Here we recognize the element of time. How foolish, how childish, how puerile, to fail or even refuse to do the same when it comes to the human soul, with all its God-like possibilities! And, again, how foolish, because some of the blooms on the rose stock had not reached their perfection as soon as others, to have pronounced them of no value, unworthy, and to have refused them the dews, the warm rains, the life-giving sunshine, the very agencies that hastened their perfected growth! Yet this puerile, unbalanced attitude is that taken by untold numbers in the world to-day toward many human souls on account of their less mature unfoldment at any given time.
Why, the very fact that a fellow-man and a brother has this or that fault, error, undesirable or objectionable characteristic, is of itself the very reason he needs all the more of charity, of love, of kindly help and aid, than is needed by the one more fully developed, and hence more free from these. All the more reason is there why the best in him should be recognized and ever called to the front.
The wise man is he who, when he desires to rid a room of darkness or gloom, does not attempt to drive it out directly, but who throws open the doors and the windows, that the room may be flooded with the golden sunlight; for in its presence darkness and gloom cannot remain. So the way to help a fellow-man and a brother to the higher and better life is not by ever prating upon and holding up to view his errors, his faults, his shortcomings, any more than in the case of children, but by recognizing and ever calling forth the higher, the nobler, the divine, the God-like, _by opening the doors and the windows of his own soul_, and thus bringing about a spiritual perception, that he may the more carefully listen to the inner voice, that he may the more carefully follow “the light that lighteth every man that cometh into the world.” For in the exact proportion that the interior perception comes will the outer life and conduct accord with it,–so far, and no farther.

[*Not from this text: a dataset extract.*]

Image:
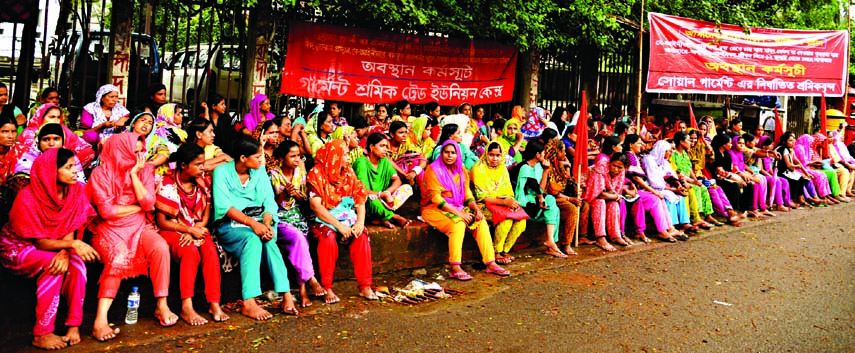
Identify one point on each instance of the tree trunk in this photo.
(258, 39)
(24, 71)
(121, 25)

Where in all the world’s history is to be found a more beautiful or valuable incident than this? A group of men, self-centred, self-assertive, have found a poor woman who, in her blindness and weakness, has committed an error, the same one that they, in all probability, have committed not once, but many times; _for the rule is that they are first to condemn who are-most at fault themselves_. They bring her to the Master, they tell him that she has committed a sin,–ay, more, that she has been taken in the very act,–and ask what shall be done with her, informing him that, in accordance with the olden laws, such a one should be stoned.
But, quicker than thought, that great incarnation of spiritual power and insight reads their motives; and, after allowing them to give full expression to their accusations, he turns, and calmly says, “He among you that is _without sin_, let _him_ cast the first stone.” So saying, he stoops down, as if he is writing in the sand. The accusers, feeling the keen and just rebuke, in the mean time sneak out, until not one remains. The Master, after all have gone, turns to the woman, his sister, and kindly and gently says, “And where are thine accusers? doth no man condemn thee?” “No man, Lord.” “_And neither do I condemn thee: go thou, and sin no more_.” Oh, the beauty, the soul pathos! Oh, the royal-hearted brother! Oh, the invaluable lesson to us all!

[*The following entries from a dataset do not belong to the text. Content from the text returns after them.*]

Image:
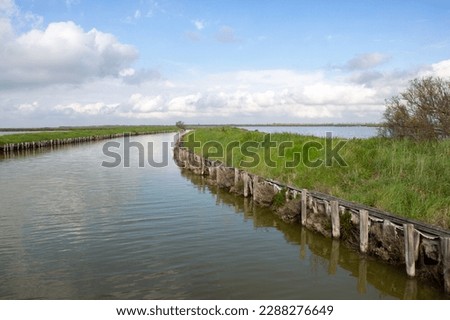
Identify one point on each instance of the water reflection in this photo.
(328, 255)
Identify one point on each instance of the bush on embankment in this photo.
(407, 178)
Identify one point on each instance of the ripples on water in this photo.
(72, 229)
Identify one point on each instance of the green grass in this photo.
(406, 178)
(76, 132)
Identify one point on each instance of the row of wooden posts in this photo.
(23, 146)
(412, 230)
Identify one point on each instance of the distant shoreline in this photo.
(64, 128)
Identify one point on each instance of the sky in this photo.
(79, 62)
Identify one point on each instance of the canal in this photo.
(71, 228)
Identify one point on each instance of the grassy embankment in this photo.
(403, 177)
(79, 132)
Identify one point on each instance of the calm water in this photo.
(72, 229)
(321, 131)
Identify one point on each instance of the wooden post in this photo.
(303, 243)
(245, 178)
(255, 186)
(445, 256)
(363, 231)
(334, 257)
(303, 209)
(362, 276)
(410, 254)
(335, 222)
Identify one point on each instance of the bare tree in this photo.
(421, 112)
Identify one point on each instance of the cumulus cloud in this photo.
(62, 53)
(98, 108)
(137, 77)
(366, 61)
(226, 34)
(199, 24)
(440, 69)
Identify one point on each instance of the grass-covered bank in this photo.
(403, 177)
(80, 132)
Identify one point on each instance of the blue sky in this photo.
(74, 62)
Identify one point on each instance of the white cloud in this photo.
(98, 108)
(199, 24)
(28, 107)
(226, 34)
(440, 69)
(62, 53)
(7, 7)
(366, 61)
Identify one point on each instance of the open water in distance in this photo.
(72, 229)
(321, 131)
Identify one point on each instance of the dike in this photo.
(423, 249)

I have no doubt that this gentle, loving admonition, this calling of the higher and the better to the front, set into operation in her interior nature forces that hastened her progress from the purely animal, the unsatisfying, the diminishing, to the higher spiritual, the satisfying, the ever-increasing, or, even more, that made it instantaneous, but that in either case brought about the new birth,–the new birth that comes with the awakening of the soul out of its purely physical sense-life to the higher spiritual perception and knowledge of itself, and thus the birth of the higher out of the lower, as at some time or another comes to each and every human soul.

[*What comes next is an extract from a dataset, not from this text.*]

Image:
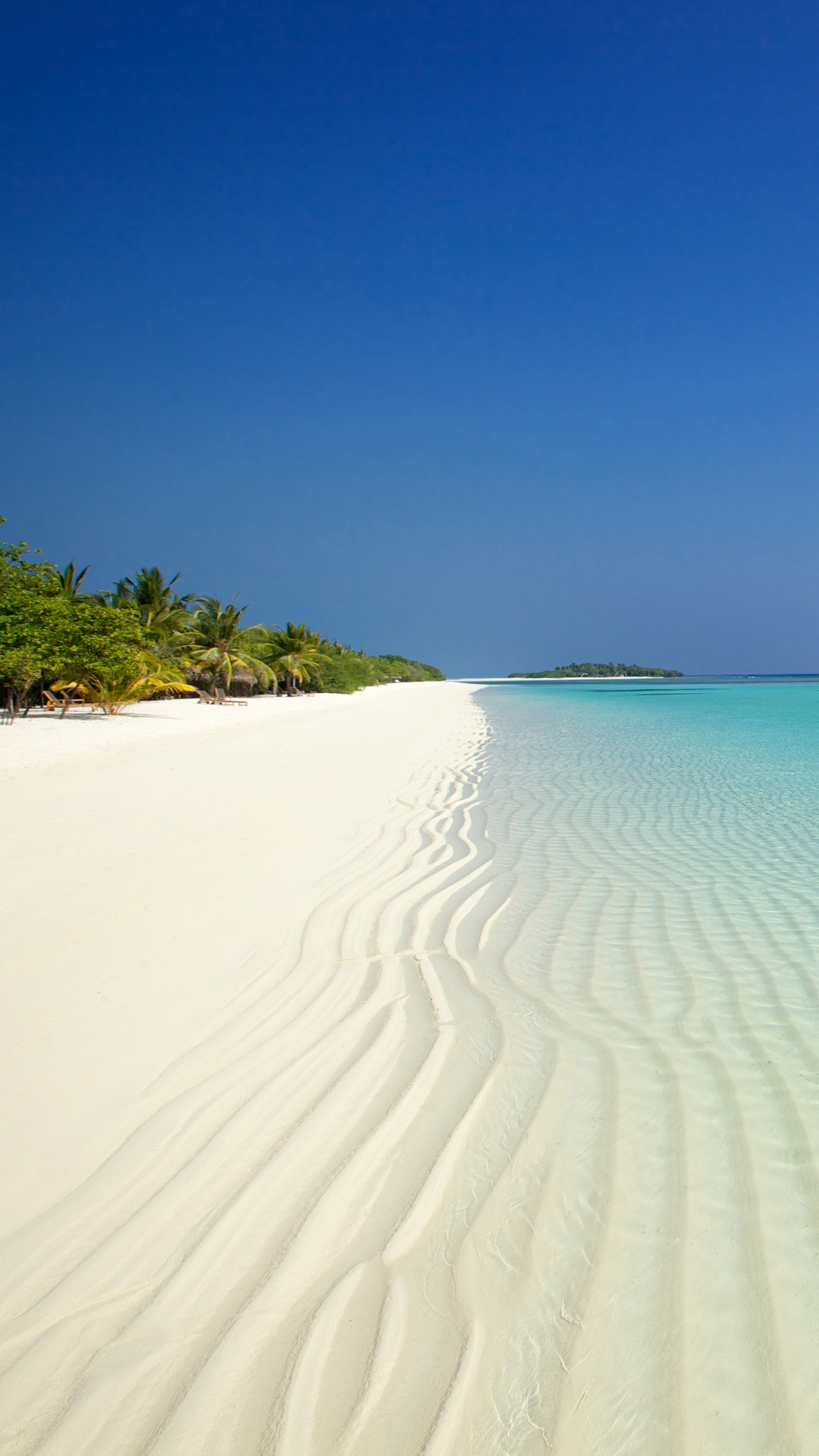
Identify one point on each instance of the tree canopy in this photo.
(142, 638)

And still another fact that should make us most charitable toward and slow to judge, or rather refuse to judge, a fellow-man and a brother,–the fact that we cannot know the intense strugglings and fightings he or she may be subjected to, though accompanied, it is true, by numerous stumblings and fallings, though the latter we see, while the former we fail to recognize. Did we, however, know the truth of the matter, it may be that in the case of ourselves, who are so quick to judge, had we the same temptations and fightings, the battle would not be half so nobly, so manfully fought, and our stumblings and fallings might be many times the number of his or of hers. Had we infinite knowledge and wisdom, our judgments would be correct; though, had we infinite knowledge and wisdom, we would be spared the task, though perhaps pleasure would seem to be the truer word to use, of our own self-imposed judgments.
Even so, then, if I cannot give myself in thorough love and service and self-devotion to each and all of the Father’s other children, to every brother, no matter what the rank, station, or apparent condition, it shows that at least one of several things is radically wrong with self; and it also indicates that I shall never know the full and supreme joy of existence until I am able to and until I regard each case in the light of a rare and golden opportunity, in which I take a supreme delight.